Notably this tool will be built in such a way that it can both be run on a host machine (relying on the scrutiny stack) and against a target machine. This approach will allow the tool to be used to inspect user builds of Fuchsia, which to date have been complicated to audit due to the limitations around ffx tooling on such builds.

This should be a powerful addition to the auditing arsenal available to anyone who wishes to gain an understanding of the system. Any questions around what things a component could possibly access or make available to its neighbors will become easy to answer, including the scope of things that may be in routed dictionaries.

Privacy considerations

This change has no impact on user data, and thus no impact on privacy.

Testing

Services today have ample test coverage of both unit and integration tests within the component framework. These tests will be duplicated and modified to cover capability aggregation with dictionaries in tandem with the development of these dictionary aggregation features.

Documentation

Documentation available on fuchsia.dev will be updated to reflect the new dictionary features, best practices around using them, and the deprecation of service capabilities.

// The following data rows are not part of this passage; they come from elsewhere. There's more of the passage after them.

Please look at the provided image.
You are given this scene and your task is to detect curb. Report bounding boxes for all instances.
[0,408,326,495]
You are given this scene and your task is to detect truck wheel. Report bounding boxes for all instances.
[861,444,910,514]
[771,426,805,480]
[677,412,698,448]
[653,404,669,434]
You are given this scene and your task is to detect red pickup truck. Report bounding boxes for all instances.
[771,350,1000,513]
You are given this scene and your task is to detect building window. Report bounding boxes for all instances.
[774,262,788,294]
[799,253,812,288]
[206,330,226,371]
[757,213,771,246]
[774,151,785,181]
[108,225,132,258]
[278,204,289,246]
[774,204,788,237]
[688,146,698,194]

Example usage of the new dictionary features will be added to //examples/components.

Drawbacks, alternatives, and unknowns

This design makes an intentional decision to make it abundantly clear when a component is connected directly to another component versus when component manager is hosting a VFS that sits between two components. If a component uses a directory, that will be provided by another component. If a component uses a dictionary, that will be a VFS hosted by component manager.

This clear distinction aims to address something that's been a pain point in some specific scenarios, but it's possible that requiring component authors to always know if they need to use a directory or dictionary will become a new pain point.

If this is identified as overly frustrating for users, we will evolve best practices to recommend using dictionaries exclusively outside of situations where it truly is important for two components to have a direct connection to each other.